In summertime it was the dust. When it was wet, mud. “You couldn’t clean your car enough,” Hester said. “We will be glad to see it all done.”

Many are happy for what they see as real progress: Goodbye to failing septic systems, hello to properly paved streets with concrete curb and gutter. But at least one resident isn’t so sure.

Miriam Syme has lived on Bleakhorn Drive for the past 56 years, and she rues the day in 1974 when Nansemond County and the city of Suffolk merged, bringing her community under the city’s jurisdiction.

“I’m of a mind to have kept us Eclipse and never gotten involved with the city of Suffolk,” Syme said.

The North Suffolk project is one of 23 to extend sewer and water undertaken by the city since 1994, according to Moore. Three of those — Crittenden/Eclipse as well as Turlington Park and Lake Speight — are ongoing after being petitioned back in the early 2000s then deferred when the economy soured.

The city petitions prospective projects after first receiving a letter of interest, then looking at the long-range plan for capital improvements and deciding if they could be accommodated, Moor said.

For a project to progress, a petition response rate of at least 51 percent is required, with two-thirds or more respondents being supportive. The petition is sent to each improved property.

In Crittenden/Eclipse, according to Moor, residents agreed to connection charges totaling $1,305, after an environmental incentive reimbursement for disconnecting septic tanks and hooking up to the city system.

Here, it starts to get a bit technical: On the end of two of the streets in phase 2 — Dixon Road and Wigneil Street — the contactor had to “run a small force main” because the lay of the land means the wastewater has to be pumped up hill, Moore said.

Those residents would require a private grinder pump, so the city code does not require them to connect. But for all those with gravity on their side, it’s mandatory.

The Canada household on Wigneil Street is happy to connect. “We’ve lived here since 1979, and we’re delighted to have (city) water and sewer come through here,” Sandy Canada said.

A lot of the septic systems, theirs included, have failed over the years because of the poor-draining clay soil, she said.

It’s not as much of a problem for Sandy and Jesse Canada now that their three daughters have left home. But before, all that showering caused headaches with their two-drain-field system.

The idea of the double fields was to switch from one to the other about every two years, Sandy Canada said. But in reality, they had to flip as often as every two months.

“That’s because the clay wouldn’t let the moisture drain through,” she said. Her husband added: “You don’t just get up in the morning and take all the showers you want and wash all the clothes you want.”

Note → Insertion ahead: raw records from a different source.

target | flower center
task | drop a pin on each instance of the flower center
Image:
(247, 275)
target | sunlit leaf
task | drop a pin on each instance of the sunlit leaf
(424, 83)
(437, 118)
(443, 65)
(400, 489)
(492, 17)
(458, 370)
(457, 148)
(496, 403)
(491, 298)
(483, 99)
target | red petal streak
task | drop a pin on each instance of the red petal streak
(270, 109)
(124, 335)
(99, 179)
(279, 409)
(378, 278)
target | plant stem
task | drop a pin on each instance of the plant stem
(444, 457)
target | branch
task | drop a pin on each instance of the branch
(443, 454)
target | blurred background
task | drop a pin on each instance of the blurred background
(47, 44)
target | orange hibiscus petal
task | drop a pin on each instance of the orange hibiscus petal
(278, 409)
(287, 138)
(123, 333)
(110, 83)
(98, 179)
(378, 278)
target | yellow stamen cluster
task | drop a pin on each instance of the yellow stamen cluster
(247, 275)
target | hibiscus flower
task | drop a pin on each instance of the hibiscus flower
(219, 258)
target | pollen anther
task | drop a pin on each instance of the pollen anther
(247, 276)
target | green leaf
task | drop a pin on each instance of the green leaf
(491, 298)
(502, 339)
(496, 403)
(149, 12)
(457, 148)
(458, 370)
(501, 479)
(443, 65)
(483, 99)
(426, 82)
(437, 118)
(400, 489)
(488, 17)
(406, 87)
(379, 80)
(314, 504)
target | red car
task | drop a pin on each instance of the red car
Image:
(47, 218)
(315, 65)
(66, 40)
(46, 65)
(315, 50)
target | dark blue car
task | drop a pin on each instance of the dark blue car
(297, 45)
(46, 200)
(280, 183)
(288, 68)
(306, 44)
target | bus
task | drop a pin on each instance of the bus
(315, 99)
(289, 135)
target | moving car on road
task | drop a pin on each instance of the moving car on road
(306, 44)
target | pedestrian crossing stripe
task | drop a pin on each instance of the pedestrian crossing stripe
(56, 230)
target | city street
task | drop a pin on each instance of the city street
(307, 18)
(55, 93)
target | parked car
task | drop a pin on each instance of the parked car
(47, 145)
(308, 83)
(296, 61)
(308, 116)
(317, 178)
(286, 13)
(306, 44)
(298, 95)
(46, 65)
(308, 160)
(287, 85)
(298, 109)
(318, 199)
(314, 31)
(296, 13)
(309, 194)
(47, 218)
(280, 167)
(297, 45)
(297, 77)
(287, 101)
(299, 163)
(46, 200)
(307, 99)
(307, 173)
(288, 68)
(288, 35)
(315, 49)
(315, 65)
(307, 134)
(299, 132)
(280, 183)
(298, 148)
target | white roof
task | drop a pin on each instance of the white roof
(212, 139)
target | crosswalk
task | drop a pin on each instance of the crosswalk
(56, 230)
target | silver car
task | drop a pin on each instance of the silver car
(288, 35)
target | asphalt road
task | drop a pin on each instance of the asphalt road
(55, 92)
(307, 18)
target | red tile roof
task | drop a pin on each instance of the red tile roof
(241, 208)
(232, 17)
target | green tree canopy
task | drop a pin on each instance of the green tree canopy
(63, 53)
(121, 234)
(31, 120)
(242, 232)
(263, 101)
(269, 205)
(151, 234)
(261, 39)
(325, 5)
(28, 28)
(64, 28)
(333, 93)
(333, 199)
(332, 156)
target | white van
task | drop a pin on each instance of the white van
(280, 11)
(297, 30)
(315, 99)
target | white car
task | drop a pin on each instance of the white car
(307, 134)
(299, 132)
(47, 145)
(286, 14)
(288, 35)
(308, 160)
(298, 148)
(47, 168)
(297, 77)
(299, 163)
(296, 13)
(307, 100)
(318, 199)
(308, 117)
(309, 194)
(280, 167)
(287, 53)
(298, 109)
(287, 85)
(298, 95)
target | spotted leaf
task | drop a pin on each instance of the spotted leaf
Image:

In all, according to Moor, the entire project will see 268 new connections to the city system, at a total cost of $12 million.

“It was an area that was experiencing some failing septic systems,” Moore said, adding that disconnecting those private systems “does protect the environment.”

Meanwhile, last decade, the city acquired more than a dozen community well systems serving Crittenden/Eclipse, most of which the state had cited for excessive fluoride levels.

The wells themselves were taken offline and the pipes connected to the city mains, thus overcoming a health hazard that would have been too costly for the private well owners to deal with.

The old wells have been “properly abandoned,” Moor said, and often the city has been able to use some of the old infrastructure and the land it sits on.

For instance, during this final phase of the water and sewer mains project, the property three of the wells sat on has been used for sewer pump stations, and a small portion of the pipe infrastructure of an old well system on Wigneil Street has been reused as mains waterline, Moor said.

But for Syme, none of it was necessary. “They were all very special water,” she said of the old wells. “It was deep, artesian water — very clean, very soft.”

“None of us wanted to go on city water,” she added. “But I suppose to have the sewer system, you have to have city water.”